Да, Русь матушка. Ещё с самого начала работы в России, при прежних царях, я был не в восторге. Но шеф успокаивал, подбадривал — все, мол, будет в порядке. С твоими способностями нигде не пропадёшь…
С напускной строгостью он повторял то, что и всем, уезжающим за пределы доминиона агентам: "Внедряться, внедряться и внедряться. Никаких отклонений от плана, никаких нарушений и проступков. Ты иностранный специалист по паровым двигателям. Твоя визитная карточка — показное радушие. Проникай в души людей, завоевывай сердца, обзаводись неограниченным кругом знакомых. Все это ты умеешь — особенно знакомится с женщинами. Женщины — твой козырь. но ошибок твоего предшественника лучше не повторяй."
Когда осенью 1880 года я прибыл в Москву, город был полон очарования. В кармане был американский паспорт на имя Майкла Гольдшмита. Я был назначен во вновь открытый филиал американской компании по продаже паровиков для мукомольно-хлебопекарного производства.
Но вот мысли опять вернулись к настоящему, и я, стоя на перроне, оглядываюсь по сторонам. Все, вроде, спокойно. Вот и мой поезд до Варшавы подошёл. Я расположился в отдельном купе и задремал.

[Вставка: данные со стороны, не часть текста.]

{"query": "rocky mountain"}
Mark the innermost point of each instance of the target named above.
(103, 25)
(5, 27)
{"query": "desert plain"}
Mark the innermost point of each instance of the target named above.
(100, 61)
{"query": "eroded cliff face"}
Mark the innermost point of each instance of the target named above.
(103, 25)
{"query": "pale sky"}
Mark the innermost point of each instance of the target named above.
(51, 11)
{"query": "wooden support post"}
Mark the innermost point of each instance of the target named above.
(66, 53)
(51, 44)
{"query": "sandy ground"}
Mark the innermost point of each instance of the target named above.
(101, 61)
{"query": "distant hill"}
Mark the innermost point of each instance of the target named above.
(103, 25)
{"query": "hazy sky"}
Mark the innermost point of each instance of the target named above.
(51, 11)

Всё тогда складывалось хорошо. Специальность прикрытия я знал отлично. Во всех местах, куда мы поставляли технику мной оставались довольны. Вот я обжился. Вот с одной из моих пассий в Петербург я передал первую шифровку, вложенную в книжный переплёт. События в России развивались стремительно. Пару лет после достаточно удачной для России южной войны руководство делало попытки сменить царя.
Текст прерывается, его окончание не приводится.